I got this on my quiz yesterday it was the only thing that i could not solve.
We were asked to evaluate the following series:
$ \sum_{n = 2}^{\infty} 7 * \frac{-5^{n}}{2^{3n-2}} $
I got this on my quiz yesterday it was the only thing that i could not solve.
We were asked to evaluate the following series:
$ \sum_{n = 2}^{\infty} 7 * \frac{-5^{n}}{2^{3n-2}} $
Assuming you have $(-5)^n$ upstairs in the sum.

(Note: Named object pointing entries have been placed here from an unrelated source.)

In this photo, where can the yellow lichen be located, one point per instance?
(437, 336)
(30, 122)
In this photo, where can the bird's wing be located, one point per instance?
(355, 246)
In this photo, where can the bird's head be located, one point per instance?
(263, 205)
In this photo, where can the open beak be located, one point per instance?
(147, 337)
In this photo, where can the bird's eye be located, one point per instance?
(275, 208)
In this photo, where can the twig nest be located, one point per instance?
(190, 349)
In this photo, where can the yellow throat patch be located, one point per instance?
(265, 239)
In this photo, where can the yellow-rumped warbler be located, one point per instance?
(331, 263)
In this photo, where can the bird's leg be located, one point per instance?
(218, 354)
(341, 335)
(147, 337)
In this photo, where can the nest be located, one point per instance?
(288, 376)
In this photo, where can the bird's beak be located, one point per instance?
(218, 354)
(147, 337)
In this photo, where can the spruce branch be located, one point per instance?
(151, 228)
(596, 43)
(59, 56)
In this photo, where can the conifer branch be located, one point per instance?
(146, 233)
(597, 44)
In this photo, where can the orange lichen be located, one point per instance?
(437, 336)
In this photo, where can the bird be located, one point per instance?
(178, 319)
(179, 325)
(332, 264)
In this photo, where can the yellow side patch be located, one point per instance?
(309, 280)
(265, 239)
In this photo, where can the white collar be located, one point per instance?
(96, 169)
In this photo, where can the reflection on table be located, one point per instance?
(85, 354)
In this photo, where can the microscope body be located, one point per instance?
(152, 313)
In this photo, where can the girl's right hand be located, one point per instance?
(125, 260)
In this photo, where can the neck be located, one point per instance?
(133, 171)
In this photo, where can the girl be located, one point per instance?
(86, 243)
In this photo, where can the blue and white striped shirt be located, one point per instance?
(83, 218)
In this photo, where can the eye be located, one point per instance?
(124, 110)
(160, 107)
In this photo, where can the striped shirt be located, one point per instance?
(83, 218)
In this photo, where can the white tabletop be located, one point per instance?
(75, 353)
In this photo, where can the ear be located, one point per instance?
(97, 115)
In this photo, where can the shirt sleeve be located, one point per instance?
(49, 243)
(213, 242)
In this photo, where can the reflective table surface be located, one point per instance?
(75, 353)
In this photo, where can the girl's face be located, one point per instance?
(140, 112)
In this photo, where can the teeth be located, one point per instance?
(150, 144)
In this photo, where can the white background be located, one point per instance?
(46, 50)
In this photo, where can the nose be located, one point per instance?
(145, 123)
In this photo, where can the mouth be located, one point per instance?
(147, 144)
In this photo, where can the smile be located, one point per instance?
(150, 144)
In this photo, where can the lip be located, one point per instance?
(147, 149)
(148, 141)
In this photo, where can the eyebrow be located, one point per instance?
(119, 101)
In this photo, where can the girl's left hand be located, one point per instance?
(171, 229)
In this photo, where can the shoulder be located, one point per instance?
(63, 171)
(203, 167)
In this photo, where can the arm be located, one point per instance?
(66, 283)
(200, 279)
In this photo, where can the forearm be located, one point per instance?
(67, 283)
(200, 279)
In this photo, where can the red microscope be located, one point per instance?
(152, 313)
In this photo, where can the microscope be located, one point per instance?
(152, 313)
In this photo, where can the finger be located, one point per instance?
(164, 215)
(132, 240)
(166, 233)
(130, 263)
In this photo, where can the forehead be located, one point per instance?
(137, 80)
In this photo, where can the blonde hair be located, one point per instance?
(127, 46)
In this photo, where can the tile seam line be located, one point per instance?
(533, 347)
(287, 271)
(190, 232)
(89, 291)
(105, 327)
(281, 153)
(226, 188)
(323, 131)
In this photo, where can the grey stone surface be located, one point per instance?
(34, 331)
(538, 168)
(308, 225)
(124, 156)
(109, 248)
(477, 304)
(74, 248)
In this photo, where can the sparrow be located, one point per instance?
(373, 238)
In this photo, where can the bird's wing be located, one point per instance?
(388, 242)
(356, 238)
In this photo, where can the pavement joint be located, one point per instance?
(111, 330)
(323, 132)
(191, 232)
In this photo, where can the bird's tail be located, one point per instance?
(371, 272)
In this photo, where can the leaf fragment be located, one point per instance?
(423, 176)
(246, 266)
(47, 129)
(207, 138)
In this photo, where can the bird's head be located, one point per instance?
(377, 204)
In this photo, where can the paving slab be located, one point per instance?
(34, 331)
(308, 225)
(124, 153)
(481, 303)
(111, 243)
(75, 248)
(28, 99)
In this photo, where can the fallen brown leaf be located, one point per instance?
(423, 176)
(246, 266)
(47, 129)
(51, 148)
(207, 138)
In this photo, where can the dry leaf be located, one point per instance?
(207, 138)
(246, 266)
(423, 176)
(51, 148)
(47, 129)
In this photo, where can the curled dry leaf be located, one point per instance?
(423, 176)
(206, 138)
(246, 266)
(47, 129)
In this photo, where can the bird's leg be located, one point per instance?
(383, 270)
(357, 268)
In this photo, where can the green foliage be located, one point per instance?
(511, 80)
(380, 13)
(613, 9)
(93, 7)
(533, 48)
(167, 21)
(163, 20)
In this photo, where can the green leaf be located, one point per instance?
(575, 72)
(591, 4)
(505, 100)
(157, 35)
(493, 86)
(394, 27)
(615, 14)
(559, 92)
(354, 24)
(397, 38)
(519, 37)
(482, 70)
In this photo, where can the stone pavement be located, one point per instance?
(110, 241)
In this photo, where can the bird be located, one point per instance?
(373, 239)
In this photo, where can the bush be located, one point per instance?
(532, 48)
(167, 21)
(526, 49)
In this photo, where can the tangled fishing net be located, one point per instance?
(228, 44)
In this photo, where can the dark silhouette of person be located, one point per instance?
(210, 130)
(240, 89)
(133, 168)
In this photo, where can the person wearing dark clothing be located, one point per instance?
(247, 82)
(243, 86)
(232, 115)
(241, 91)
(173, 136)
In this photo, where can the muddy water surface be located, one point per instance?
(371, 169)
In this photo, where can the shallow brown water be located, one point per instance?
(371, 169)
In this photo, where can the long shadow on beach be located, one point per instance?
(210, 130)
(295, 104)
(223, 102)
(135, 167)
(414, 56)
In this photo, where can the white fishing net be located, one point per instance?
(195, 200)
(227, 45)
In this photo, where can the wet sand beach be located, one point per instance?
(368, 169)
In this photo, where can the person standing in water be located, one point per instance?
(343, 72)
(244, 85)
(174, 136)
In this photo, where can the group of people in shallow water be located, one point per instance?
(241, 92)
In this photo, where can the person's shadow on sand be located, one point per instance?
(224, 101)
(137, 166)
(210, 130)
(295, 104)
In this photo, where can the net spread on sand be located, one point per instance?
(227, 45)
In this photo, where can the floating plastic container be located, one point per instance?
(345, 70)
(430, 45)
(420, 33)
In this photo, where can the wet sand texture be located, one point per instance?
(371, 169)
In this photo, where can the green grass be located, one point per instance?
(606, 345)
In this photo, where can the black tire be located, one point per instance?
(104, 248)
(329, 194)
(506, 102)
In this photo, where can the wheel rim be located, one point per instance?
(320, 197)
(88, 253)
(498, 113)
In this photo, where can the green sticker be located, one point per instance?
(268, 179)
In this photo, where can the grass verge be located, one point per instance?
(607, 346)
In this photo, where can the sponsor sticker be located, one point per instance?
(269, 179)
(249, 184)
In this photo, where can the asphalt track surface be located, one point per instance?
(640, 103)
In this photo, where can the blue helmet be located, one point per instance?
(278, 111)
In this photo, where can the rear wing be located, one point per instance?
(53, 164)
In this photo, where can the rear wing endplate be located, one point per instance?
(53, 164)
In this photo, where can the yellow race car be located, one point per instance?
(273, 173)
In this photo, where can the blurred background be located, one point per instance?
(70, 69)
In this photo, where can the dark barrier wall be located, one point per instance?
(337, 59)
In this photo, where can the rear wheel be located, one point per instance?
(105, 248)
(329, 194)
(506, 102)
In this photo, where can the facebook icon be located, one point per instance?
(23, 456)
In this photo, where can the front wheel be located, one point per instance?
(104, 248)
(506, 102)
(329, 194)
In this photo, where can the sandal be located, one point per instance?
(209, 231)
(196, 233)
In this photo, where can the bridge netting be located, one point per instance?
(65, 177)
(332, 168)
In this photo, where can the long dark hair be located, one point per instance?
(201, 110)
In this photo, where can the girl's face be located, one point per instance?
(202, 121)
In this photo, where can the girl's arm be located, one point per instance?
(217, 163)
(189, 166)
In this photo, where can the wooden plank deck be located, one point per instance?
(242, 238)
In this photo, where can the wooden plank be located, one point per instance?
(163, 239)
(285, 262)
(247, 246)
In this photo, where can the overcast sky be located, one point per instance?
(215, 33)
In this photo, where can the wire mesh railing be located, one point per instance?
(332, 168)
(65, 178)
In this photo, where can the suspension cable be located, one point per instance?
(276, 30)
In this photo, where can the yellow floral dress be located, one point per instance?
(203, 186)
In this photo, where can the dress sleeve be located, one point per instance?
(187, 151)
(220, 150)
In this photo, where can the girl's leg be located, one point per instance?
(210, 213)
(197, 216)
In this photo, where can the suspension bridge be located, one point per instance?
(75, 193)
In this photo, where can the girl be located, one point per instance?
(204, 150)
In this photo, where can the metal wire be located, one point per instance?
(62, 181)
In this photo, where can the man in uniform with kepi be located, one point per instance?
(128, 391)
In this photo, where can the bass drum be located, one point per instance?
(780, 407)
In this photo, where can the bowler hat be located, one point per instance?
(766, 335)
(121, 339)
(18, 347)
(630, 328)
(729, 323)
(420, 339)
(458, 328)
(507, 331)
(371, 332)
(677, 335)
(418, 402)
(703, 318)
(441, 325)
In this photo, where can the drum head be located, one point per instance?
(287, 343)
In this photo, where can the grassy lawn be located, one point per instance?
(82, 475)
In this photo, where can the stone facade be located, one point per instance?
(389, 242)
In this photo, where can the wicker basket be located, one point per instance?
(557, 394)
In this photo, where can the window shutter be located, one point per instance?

Try to write the terms of this Geometric series in standard form:
$ 7\cdot{ (-5)^n\over 2^{3n-2}} = 7\cdot{ (-5)^n\over2^{-2} 2^{3n } } = {4\cdot 7}\cdot{ (-5)^n\over ({2^3})^{ n }} ={28}\cdot{ \Bigl({-5\over 8}\Bigr)^{ n }}. $
Then $ \sum_{n=2}^\infty 7\cdot{ (-5)^n\over 2^{3n-2} } = \sum_{n=2}^\infty {28}\cdot{ \Bigl({-5\over 8}\Bigr)^{ n }} ={28}\cdot {(-5/8)^2\over 1-(-5/8)} ={28}\cdot{25/64\over 13/8 } ={28}\cdot{25\over 13\cdot8 } ={{25\cdot 7\over 13\cdot 2}}. $
(The sum of a convergent Geometric series is the first term divided by (1- ratio)).